Laparoscopy is a way of doing surgery without making a large incision (cut). A thin tube known as the laparoscope is inserted into the abdomen through a small incision. The laparoscope allows your doctor to see the pelvic organs. If a problem needs to be treated, other instruments are used. These instruments are inserted either through the laparoscope or through other small cuts in your abdomen.

Laparoscopy often is done as outpatient surgery. You usually can go home the same day, after you have recovered from the anesthesia. More complex procedures, such as laparoscopic hysterectomy, may require an overnight stay in the hospital.

What anesthesia is used for laparoscopic surgery?

You will be given general anesthesia before surgery that puts you to sleep and blocks the pain. Regional anesthesia instead of general anesthesia may be used. This type of anesthesia numbs the area, but you remain awake.

How is laparoscopic surgery performed?

Your provider will make a small incision in your navel and insert the laparoscope. The abdomen will be filled with a gas (carbon dioxide or nitrous oxide). The abdomen filled with gas allows the pelvic reproductive organs to be seen more clearly. The laparoscope shows the pelvic organs on a screen. Other incisions may be made in the abdomen for surgical instruments. These incisions usually are no more than one half an inch long. Another instrument, called a uterine manipulator, may be inserted through the cervix and into the uterus. This instrument is used to move the organs into view.

What is involved during recovery?

If you had general anesthesia, you will wake up in the recovery room. You will feel sleepy and may have nausea from the anesthesia. You will need someone to drive you home if you have had an outpatient procedure. You may feel tired and have some discomfort for a few days after the procedure. You may be sore around the incisions made in your abdomen and navel.

Sometimes, the tube put in your throat to help you breathe during the surgery may give you a sore throat for a few days. If so, try throat lozenges or gargle with warm salt water. You may feel pain in your shoulder or back caused from the gas used during the procedure. It goes away on its own within hours or a day or two.

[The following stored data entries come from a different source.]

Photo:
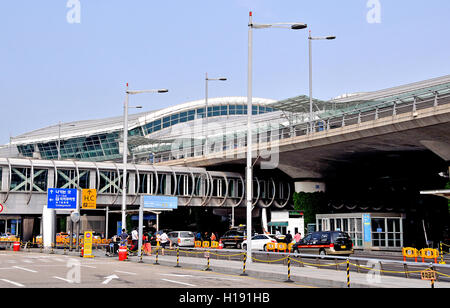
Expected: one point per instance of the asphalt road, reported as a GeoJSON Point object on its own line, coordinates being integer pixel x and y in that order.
{"type": "Point", "coordinates": [36, 270]}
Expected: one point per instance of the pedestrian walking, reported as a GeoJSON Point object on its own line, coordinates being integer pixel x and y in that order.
{"type": "Point", "coordinates": [124, 238]}
{"type": "Point", "coordinates": [134, 240]}
{"type": "Point", "coordinates": [164, 241]}
{"type": "Point", "coordinates": [297, 237]}
{"type": "Point", "coordinates": [288, 237]}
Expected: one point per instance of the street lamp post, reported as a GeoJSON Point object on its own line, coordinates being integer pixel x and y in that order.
{"type": "Point", "coordinates": [125, 146]}
{"type": "Point", "coordinates": [249, 171]}
{"type": "Point", "coordinates": [310, 39]}
{"type": "Point", "coordinates": [59, 138]}
{"type": "Point", "coordinates": [206, 107]}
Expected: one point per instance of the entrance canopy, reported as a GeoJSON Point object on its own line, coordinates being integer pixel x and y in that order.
{"type": "Point", "coordinates": [441, 193]}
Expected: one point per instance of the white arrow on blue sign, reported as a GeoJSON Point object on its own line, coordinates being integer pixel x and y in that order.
{"type": "Point", "coordinates": [62, 198]}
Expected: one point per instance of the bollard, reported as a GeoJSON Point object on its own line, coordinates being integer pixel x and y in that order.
{"type": "Point", "coordinates": [123, 253]}
{"type": "Point", "coordinates": [442, 254]}
{"type": "Point", "coordinates": [289, 270]}
{"type": "Point", "coordinates": [178, 257]}
{"type": "Point", "coordinates": [348, 273]}
{"type": "Point", "coordinates": [243, 269]}
{"type": "Point", "coordinates": [207, 256]}
{"type": "Point", "coordinates": [140, 257]}
{"type": "Point", "coordinates": [157, 253]}
{"type": "Point", "coordinates": [432, 280]}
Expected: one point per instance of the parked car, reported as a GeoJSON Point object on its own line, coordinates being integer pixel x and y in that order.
{"type": "Point", "coordinates": [260, 241]}
{"type": "Point", "coordinates": [182, 238]}
{"type": "Point", "coordinates": [233, 238]}
{"type": "Point", "coordinates": [325, 243]}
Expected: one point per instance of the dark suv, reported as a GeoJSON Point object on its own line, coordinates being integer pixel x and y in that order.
{"type": "Point", "coordinates": [233, 238]}
{"type": "Point", "coordinates": [325, 243]}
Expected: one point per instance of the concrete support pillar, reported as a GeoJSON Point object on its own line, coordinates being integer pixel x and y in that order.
{"type": "Point", "coordinates": [48, 226]}
{"type": "Point", "coordinates": [264, 219]}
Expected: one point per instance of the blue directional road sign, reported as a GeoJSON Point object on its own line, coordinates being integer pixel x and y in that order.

If pain and nausea do not go away after a few days or become worse, you should contact your health care provider. 

Your health care provider will let you know when you can get back to your normal activities. For minor procedures, it is often 1–2 days after the surgery. For more complex procedures, it can take longer. You may be told to avoid heavy activity or exercise.

Call our office at 770-887-0559  if you have any of the following signs or symptoms:

  • Fever
  • Pain that is severe or gets worse
  • Heavy vaginal bleeding
  • Redness, swelling, or discharge from the incision
  • Fainting

Laparoscopic Benefits:

Laparoscopy has many benefits including less pain than other abdominal surgery. The risk of infection is lower. You will be able to recover from laparoscopic surgery faster than from open abdominal surgery. It often can be done as outpatient surgery, so you usually will not have to spend the night in the hospital. The smaller incisions allow you to heal faster and have smaller scars.


As with any surgery, there is a small risk of problems with laparoscopy. These risks include:

  • Bleeding or hernia in the incision sites
  • Internal bleeding
  • Infection
  • Injury to internal organs
  • Problems caused by anesthesia

Sometimes the problems do not appear right away. The risk that a problem will occur is related to the type of surgery that is performed. The more complex the surgery, the greater the risk.

In some cases, the surgeon decides that a laparoscopy cannot be done during the surgery. An abdominal incision is made instead. If this happens, you may need to stay in the hospital for a day or two. Your recovery also will take longer.